La jurisprudencia es unánime al reconocer el derecho de reparación e indemnización de los ataques a los derechos de la personalidad, entre ellos, los que afectan a la libertad sexual y a la dignidad y libre desarrollo de la persona, que son bienes jurídicos concernidos por el delito acreditado. Esa responsabilidad debe ser la adecuada para compensar el sufrimiento moral, angustia, miedo y humillación padecido por la víctima en el momento en que aquellos actos tuvieron lugar, así como las secuelas o daños psíquicos ocasionados.
En particular la sentencia 636/2018, de 12 de diciembre dispone : "en los casos de daños morales derivados de agresiones sexuales la situación padecida por la víctima produce, sin duda, un sentimiento de indignidad, legitimada o vejada, susceptible de valoración pecuniaria sin que haya en ello nada que se identifique con pura hipótesis, suposición o conjetura determinante de daños desprovistos de certidumbre o seguridad, este caso, el daño moral resulta de la importancia del bien jurídico protegido - libertad e indemnidad sexual - y de la gravedad de la acción que lo ha lesionado criminalmente ( SSTS 105/2005, de 29 de enero , 40/2007, de 26 de enero ).
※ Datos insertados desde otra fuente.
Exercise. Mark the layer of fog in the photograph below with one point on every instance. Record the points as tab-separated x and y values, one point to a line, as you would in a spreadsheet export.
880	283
Por lo expuesto acreditado el daño moral inherente a la agresión sexual , consideramos razonable y proporcionado otorgar la indemnización de cinco mil euros a los menores Estanislao, Faustino, Feliciano y Florencio.
Estas cantidades devengarán los correspondientes intereses ex art. 576 LEC
Vistos los preceptos legales citados y demás de aplicación,
Fallo
Que debemos condenar a Aureliano como autor de tres delitos del art 181.1 y 3 a la pena de SEIS AÑOS POR CADA UNO DE ELLOS y la pena de NUEVE AÑOS por delito continuado del art 181.1 y 3, con inhabilitacion para el ejercicio del derecho del derecho de sufragio durante el tiempo de la condena .
De conformidad con lo establecido en el artículo 57 se le impone respecto a Estanislao, Faustino, Feliciano y Florencio, la prohibición por tiempo de cuatro años años de aproximarse a los domicilios en el que aquellos residan, lugar de trabajo o cualquier otro sitio en que se encuentren a una distancia inferior a 200 metros, así como la de comunicarse con ellos por cualquier medio durante el mismo tiempo.
Conforme al art 192 del Código Penal,se impone además la medida de libertad vigilada que se ejecutara con posterioridad a la pena privativa de libertad, con una duración de cuatro .
Que debemos absolver a Aureliano de uno de los delitos del art 181.1 y 3 del que venia siendo acusado.
Por el delito previsto y penado en el articulo 189.5 del Codigo penal debemos condenar a Aureliano a la pena de de SEIS MESES DE PRISION ,con inhabilitacion para el ejercicio del derecho del derecho de sufragio durante el tiempo de la condena
En concepto de responsabilidad civil, indemnizará a cada uno de los menores en la suma de 5.000 euros,con sus intereses legales correspondientes.
Condenamos al acusado al pago de las costas del juicio, incluidas las de la acusación particular.
Esta Sentencia no es firme. Contra la misma cabe recurso de apelación ante la Sala de lo Civil y Penal del Tribunal Superior de Justicia de Andalucia que podrá interponerse dentro de los DIEZ DIAS siguientes al de la última notificación de la Sentencia.
Así por esta nuestra sentencia, lo pronunciamos, mandamos y firmamos.